The Superior Court’s approach to deciding the severability issue is important as in addition to the trial court in Loughman, at least one other court has indicated that the assignment of production rights subsequent to the original oil and gas lease by a subsequent party to the lease was irrelevant in determining whether the production rights can be severed from the storage rights in a dual purpose lease.  See Penneco Pipeline Corp. v. Dominion Transmission, Inc., No. 05-537, 2007 WL 1847391 at *6 (W.D. Pa. June 235, 2007).

In light of Loughman, subsequent conduct by subsequent parties can also be examined to determine whether production rights are severable form storage rights and can be examined even if the disjunctive “or” is used in the durational clause.  See also Sun Co. v. Pennsylvania Turnpike Comm., 708 A.2d 875, 880 (Pa. Commw. Ct. 1998), (the Commonwealth Court, in acknowledging that the course of conduct of a party is always relevant in interpreting a contract and may be the strongest indication of the intention of the parties to the contract, considered the conduct of a subsequent assignee to a lease in interpreting the contract); Pathmark Stores, Inc. v. Gator Monument Partners, LLP No. 08-3082, 2009 WL 5184483, at *7 (E.D. Pa. Dec. 21, 2009) (specifically rejecting the contention that only the conduct of the original contracting parties is relevant in interpreting the meaning of a contract; i.e., a lease; most courts disagree with such a view); Getty Petroleum Mkgt., Inc. v. Shipley Fuels Mkgt., LLC, No. 07-340, 2007 WL 2844872, at *20 (E.D. Pa. Sept. 27, 2007) (“This construction is reinforced by the parties’ course of performance.  Every assignee of the Agreement, prior to Getty provided Defendant Shipley with both Mobile brand petroleum products and Mobile trademarks.”); Lafitte Co. v. United Fuel Gas Co., 177 F. Supp. 52, 60 (E.D. Ky. 1959) (“Not only is the conduct of the parties with respect to the matter of accepting the monthly royalty payments over a period of more than twenty-five years significant, but it must be born in mind that the lease was transferred on three different occasions.  It is proper to assume that on each of these occasions the [provisions at issue] were taken into careful consideration by both the seller and the purchaser . . . “); Warner-Lambert Pharm. Co. v. John J. Reynolds, Inc., 178 F. Supp. 655, 688 (S.D.N.Y. 1969) (“The continued periodic payments and the affirmance of the obligation by Plaintiff’s predecessor, long after the event upon which Plaintiff relies occurred, is strong evidence that the obligation to pay still continues in force and effect . . . “).

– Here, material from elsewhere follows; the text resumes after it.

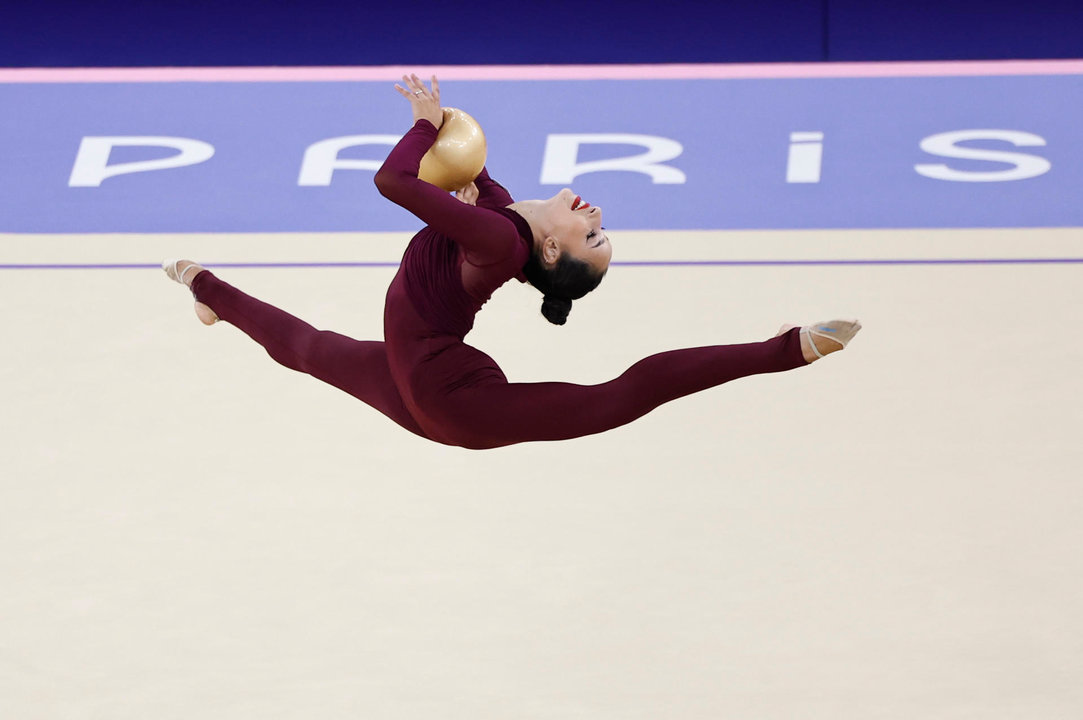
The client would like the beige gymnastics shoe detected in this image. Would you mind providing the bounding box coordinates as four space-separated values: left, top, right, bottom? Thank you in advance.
161 260 218 325
779 319 861 363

Bottom Line: Under Loughman, the use of the disjunctive “or” in the durational clause of a dual purpose oil and gas lease is not an indication of the severability of production rights from storage rights.  It is an indication that the contract is entire; however, this does not end the inquiry.

In accordance with Jacobs, the contract as a whole, including the character of the consideration, the circumstances surrounding the execution of the contract, the conduct of the parties, and any other facts pertinent to ascertaining the parties’ intent may still be looked at to determine whether production rights can be severed from storage rights in a dual purpose lease.  In reviewing the conduct of the parties, it is not only the conduct of the original contracting parties that may be examined, but in addition, subsequent conduct, including contracts; e.g., an assignment, may also be looked at to determine the original contracting parties’ intent as to severability.

In light of Loughman, the task of a landowner in endeavoring to sever production rights from storage rights in a dual purpose lease may be more problematic, but it is not impossible.  Loughman does not foreclose such an attempt.